The shooting occurred on the morning of April 16 in the city of Nuevo Laredo, in the northern state of Tamaulipas, when a National Guard patrol fired at a family of five traveling in a Chevrolet Suburban on a highway connecting Nuevo Laredo to the border city of Piedras Negras, Coahuila. 

The vehicle crashed after being shot at, and the patrol reportedly ordered the passengers to get out of the vehicle. The family was then shot 86 times by troops while they attempted to run. 

In the aftermath, 54-year-old Jesús Felipe García García died on the scene. The teen mother, Miriam Mariana Flores Pizano, who was eight months pregnant, succumbed to her injuries two days later and her unborn child died during the attack.

National Guard at military parade.

Other family members were also injured, including 24-year-old Luis Adán Rodríguez Santiago, who is in critical condition at a hospital in Nuevo Laredo. His cousin Edwin Leonel, 14, and Verónica Patricia Treviño Rubí, 24, are also hospitalized for gunshot wounds. 

According to the President of the Nuevo Laredo Human Rights Committee, Raymundo Ramos Vázquez, once the National Guard officers realized the family was unarmed, they quickly left the scene, leaving the family injured in the middle of the highway. 

Nuevo Laredo has seen, on repeated occasions, excessive use of force and executions by the military, where Ramos Vázquez has played an active role in denouncing the military and its abuses. 

A history of excessive violence 

Ramos Vázquez has documented several different instances in which military troops from SEDENA have killed unarmed civilians in Nuevo Laredo, including the February 26 killing of five young men, as well as the execution of 12 alleged hitmen in July 2020 — a case in which Ramos Vázquez helped prove that three of the victims had no links to criminal organizations, and had their hands and feet bound at the time they were murdered. 

His role as a human rights defender has made Ramos Vázquez a target of espionage by the military, who have used spyware to surveil and hinder his activism. He has also been the subject of a smear campaign by the Mexican government, which has tried to undermine his chronicling of human rights abuses by saying he works for criminal syndicates in Mexico to attack the military. 

Read more: Mexican military spied on activist documenting army killings

Along with SEDENA, the National Guard, too, has a history of excessive violence. 

On January 1, National Guard troops opened fire on a vehicle killing Mauro Miguel Rocha Saucedo, 24, and Luis Fernando Maldonado in Chihuahua.
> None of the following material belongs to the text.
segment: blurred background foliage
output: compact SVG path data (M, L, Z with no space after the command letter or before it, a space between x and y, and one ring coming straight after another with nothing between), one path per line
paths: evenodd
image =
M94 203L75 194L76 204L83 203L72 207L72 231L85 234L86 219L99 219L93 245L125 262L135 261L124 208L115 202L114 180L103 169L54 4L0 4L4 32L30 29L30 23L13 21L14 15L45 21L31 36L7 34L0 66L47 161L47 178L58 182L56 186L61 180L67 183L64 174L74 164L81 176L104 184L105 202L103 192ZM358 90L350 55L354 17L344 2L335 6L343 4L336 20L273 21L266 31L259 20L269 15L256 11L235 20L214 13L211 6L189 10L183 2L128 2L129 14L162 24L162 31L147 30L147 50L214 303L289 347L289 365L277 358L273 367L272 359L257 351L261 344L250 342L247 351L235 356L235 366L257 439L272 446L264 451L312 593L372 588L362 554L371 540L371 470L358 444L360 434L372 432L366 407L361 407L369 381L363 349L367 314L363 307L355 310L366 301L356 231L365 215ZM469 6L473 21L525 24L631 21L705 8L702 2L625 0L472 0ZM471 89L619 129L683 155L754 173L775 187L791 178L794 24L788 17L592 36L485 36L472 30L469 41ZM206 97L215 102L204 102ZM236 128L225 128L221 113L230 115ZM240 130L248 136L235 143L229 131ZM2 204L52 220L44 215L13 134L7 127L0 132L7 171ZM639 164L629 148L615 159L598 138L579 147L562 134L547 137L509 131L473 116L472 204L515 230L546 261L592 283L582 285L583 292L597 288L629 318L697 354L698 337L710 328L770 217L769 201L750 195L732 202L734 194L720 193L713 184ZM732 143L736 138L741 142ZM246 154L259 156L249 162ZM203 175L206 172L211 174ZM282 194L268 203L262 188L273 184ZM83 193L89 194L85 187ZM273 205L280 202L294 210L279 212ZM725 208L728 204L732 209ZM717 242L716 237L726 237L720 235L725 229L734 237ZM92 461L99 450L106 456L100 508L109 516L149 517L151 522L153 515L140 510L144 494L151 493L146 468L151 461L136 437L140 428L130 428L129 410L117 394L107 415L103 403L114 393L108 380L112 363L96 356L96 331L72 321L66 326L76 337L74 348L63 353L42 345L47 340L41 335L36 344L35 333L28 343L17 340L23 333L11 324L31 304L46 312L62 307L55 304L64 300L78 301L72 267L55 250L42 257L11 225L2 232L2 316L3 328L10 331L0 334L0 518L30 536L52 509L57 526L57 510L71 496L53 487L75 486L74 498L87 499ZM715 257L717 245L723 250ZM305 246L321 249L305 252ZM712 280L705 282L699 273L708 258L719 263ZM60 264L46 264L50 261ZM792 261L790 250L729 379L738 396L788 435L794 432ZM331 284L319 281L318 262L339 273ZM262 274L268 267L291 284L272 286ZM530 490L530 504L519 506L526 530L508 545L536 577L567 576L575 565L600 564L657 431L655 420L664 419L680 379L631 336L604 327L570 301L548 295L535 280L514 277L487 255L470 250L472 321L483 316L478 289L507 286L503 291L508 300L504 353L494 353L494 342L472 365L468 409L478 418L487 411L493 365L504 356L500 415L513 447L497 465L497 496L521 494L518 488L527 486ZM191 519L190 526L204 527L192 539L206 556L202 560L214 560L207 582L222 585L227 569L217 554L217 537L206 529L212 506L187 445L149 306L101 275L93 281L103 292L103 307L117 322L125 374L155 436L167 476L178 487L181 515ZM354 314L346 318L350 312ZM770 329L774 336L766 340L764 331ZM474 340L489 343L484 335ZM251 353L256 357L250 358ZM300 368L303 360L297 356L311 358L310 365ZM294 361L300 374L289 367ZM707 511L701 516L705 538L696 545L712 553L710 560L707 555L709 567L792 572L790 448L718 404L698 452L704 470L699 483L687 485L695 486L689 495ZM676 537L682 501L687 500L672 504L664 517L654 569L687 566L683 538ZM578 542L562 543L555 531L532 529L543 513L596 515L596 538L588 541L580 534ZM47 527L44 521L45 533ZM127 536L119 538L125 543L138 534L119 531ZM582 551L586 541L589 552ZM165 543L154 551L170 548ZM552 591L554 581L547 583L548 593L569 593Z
The murder of the two young men was reported after a video showing the shooting surfaced on social media.

National Guard in Mexico City

On April 27, 2022, a National Guard patrol shot at unarmed agronomy students from the Central Mexican city of Irapuato, resulting in the death of 19-year-old Ángel Yael Ignacio Rángel and the hospitalization of 22-year-old Edith Alejandra Carrillo. 

Months later, in October, in Jalisco, on Mexico’s western coast, a 16-year-old girl who was two-months pregnant was shot and killed by Guard troops after the car in which she was traveling did not stop at a checkpoint. 

In Chihuahua, on September 8, 2020, during a protest by farmers, the National Guard fired on two demonstrators resulting in the death of Jessica Silva and the hospitalization of her husband, Jaime Torres. 

For years, human rights defenders have been denouncing excessive violence from the security force, and argue that its tendency towards violence has its roots in the body’s militaristic nature.